Os ciclos reais e a retomada do Brasil

Publicado no Jornal Diário de Uberlândia em 31/03/2018

O artigo de hoje tem por objetivo interpretar a economia brasileira, segundo uma abordagem moderna da pesquisa em macroeconomia. A tentativa é ambiciosa, pois os detalhes que envolvem uma economia de Ciclos Reais são bastante densos e impossíveis de sintetizar em poucos parágrafos. No entanto, é possível observar as diretrizes mais gerais dos modelos RBC (Real Business Cicles) fundada como agenda de pesquisa na passagem dos anos 1970 para os 1980, pelos professores Finn Kydland e Edward Prescot[1], e aplica-las para a economia brasileira.
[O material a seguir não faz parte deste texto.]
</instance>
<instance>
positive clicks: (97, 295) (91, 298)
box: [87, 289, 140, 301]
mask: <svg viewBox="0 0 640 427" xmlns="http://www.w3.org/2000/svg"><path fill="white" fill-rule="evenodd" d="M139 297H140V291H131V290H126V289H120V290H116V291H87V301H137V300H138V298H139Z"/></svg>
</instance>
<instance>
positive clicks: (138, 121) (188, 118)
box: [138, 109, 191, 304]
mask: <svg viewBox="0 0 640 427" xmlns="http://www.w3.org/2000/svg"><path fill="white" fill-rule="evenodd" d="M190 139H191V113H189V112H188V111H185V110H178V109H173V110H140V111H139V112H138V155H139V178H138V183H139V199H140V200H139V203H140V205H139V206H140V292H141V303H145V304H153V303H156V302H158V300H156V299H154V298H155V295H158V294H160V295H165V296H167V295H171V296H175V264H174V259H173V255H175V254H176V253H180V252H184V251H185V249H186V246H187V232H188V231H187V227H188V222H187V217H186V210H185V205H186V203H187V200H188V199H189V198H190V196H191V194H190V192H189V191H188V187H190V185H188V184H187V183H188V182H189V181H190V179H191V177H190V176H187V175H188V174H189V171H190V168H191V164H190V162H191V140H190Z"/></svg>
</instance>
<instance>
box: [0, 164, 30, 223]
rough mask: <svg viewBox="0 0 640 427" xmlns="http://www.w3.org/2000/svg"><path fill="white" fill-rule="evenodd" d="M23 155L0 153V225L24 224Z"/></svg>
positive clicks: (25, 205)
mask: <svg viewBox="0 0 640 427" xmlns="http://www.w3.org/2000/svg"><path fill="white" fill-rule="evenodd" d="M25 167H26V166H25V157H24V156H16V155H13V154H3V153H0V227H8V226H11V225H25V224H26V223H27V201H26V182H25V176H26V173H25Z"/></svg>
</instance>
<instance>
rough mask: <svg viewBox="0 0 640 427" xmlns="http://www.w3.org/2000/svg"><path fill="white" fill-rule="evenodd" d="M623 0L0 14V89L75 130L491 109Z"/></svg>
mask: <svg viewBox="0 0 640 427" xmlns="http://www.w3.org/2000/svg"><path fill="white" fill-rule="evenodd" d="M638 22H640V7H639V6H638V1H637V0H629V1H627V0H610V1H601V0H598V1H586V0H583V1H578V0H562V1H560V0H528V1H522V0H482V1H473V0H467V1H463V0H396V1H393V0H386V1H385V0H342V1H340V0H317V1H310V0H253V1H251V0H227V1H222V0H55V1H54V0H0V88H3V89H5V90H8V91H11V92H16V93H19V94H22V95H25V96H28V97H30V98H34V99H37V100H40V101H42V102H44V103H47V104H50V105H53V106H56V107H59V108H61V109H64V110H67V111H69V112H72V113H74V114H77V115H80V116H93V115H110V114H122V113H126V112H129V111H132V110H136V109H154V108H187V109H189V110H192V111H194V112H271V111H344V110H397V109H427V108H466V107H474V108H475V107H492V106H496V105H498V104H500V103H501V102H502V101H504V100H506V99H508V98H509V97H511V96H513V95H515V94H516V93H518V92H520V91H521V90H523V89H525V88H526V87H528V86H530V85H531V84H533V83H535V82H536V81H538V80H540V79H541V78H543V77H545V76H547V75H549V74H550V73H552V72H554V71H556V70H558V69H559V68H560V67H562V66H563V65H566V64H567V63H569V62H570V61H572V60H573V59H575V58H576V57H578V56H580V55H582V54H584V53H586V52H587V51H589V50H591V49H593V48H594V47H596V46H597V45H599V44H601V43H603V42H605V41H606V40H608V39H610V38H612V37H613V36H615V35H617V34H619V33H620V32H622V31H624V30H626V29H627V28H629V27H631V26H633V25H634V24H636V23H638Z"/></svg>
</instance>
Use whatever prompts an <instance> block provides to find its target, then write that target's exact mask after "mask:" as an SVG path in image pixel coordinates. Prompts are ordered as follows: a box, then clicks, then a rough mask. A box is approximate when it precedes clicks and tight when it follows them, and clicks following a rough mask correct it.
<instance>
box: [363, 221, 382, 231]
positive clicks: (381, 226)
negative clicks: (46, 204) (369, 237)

A característica principal dos RBCs, é o estudo do comportamento da economia no longo prazo, a partir de choques sofridos pelo lado da oferta agregada OA, e o interesse exclusivo no comportamento do lado real da economia (desconsiderando-se o mercado monerário). Dito que o interesse do RBC é o comportamento de longo prazo da economia a partir de um choque, segundo esta abordagem, pouco importa se o crescimento econômico de 2018 será de 2%, 2,5% ou 3%, que configuram meramente o comportamento de curto prazo da economia. Mas sim, cabe debruçar quanto do crescimento de 2018 será carregado para os anos seguintes?

O estudo do comportamento de longo prazo pelos RBCs, consiste num notável avanço em relação aos modelos tradicionais que se debruçam sobre isto, tais como Sollow, Ramsey e Diamond. Uma vez que tais modelos, se preocupam exclusivamente com a elaboração e a explicação de uma tendência de longo prazo para o comportamento da economia. Enquanto que nos RBCs, se estuda como choques aleatórios pelo lado da oferta, podem desviar a economia desta tendência de longo prazo (criando um ciclo de curto prazo) e, qual a persistência deste ciclo ao longo do tempo.

Compreender a persistência de um ciclo de curto prazo e sua influência sobre a tendência de longo prazo das economias, demanda a compreensão das naturezas dos choques: i) Choques tecnológicos, motivados pelo deslocamento da fronteira científica criando inovações para as quais é elevada a produtividade geral da economia. ii) Choques de capital, motivadas a partir de um padrão institucional que altere as propensões microeconômicas de consumir e poupar, no sentido que, maiores taxas de poupança, financiam investimentos que elevam o estoque de capital desta economia e, iii) Choques fiscais, que se expansionistas e focados em despesas de capital do governo, levariam a um crescimento econômico.

Dado este arcabouço teórico, descrevendo de forma resumida uma economia segundo os RBCs, é importante qualificar uma questão de natureza da observação empírica. Em geral, choques tecnológicos apresentam maior e mais persistente expansão do produto em relação aos choques fiscais. Traduzindo em um vocabulário mais simples, quando a política pública é capaz de criar um ambiente institucional, que favoreça a ciência e consequentemente a produtividade, os impactos disto sobre o crescimento são mais evidentes e prolongados. O caso oposto é igualmente verdade, se as instituições do país estão organizadas de forma a dificultar a inovação e a produtividade, e a política pública vigente produz déficits fiscais a partir de despesas públicas desnecessárias, a capacidade de crescimento de longo prazo nesta economia estará bastante prejudicada.

Agora vamos ao caso do Brasil, que passou por um conjunto de choques a partir de 2014, e viu sua economia mergulhar no maior e mais longo ciclo recessivo da sua história, com 7% de queda acumulada no produto e quase 10% de retração da renda per capita. A pergunta é, qual a proporção desta crise de 2014 – 17 o Brasil levará para a próxima década? O potencial de crescimento da economia brasileira foi nos últimos 30 anos, próximo de 2,3% ao ano. Na década em curso, já com os dados de 2017, esta média de crescimento está sendo próxima de 0%. Isto significa que o potencial de crescimento da economia brasileira, que já era baixo, está ainda mais prejudicado, e que a recuperação econômica em curso, ancorada em choques positivos de safras agrícolas pelo lado da oferta e, por um choque monetário jamais visto no país (com redução de juros e compulsórios) irá se restringir ao curto prazo e, na melhor das hipóteses na ausência de novas crises, taxas médias de crescimento medíocres serão nosso destino inevitável.

[1] Vencedores do Nobel de Economia pelas contribuições dos RBC na abordagem macroeconômica de fronteira do conhecimento.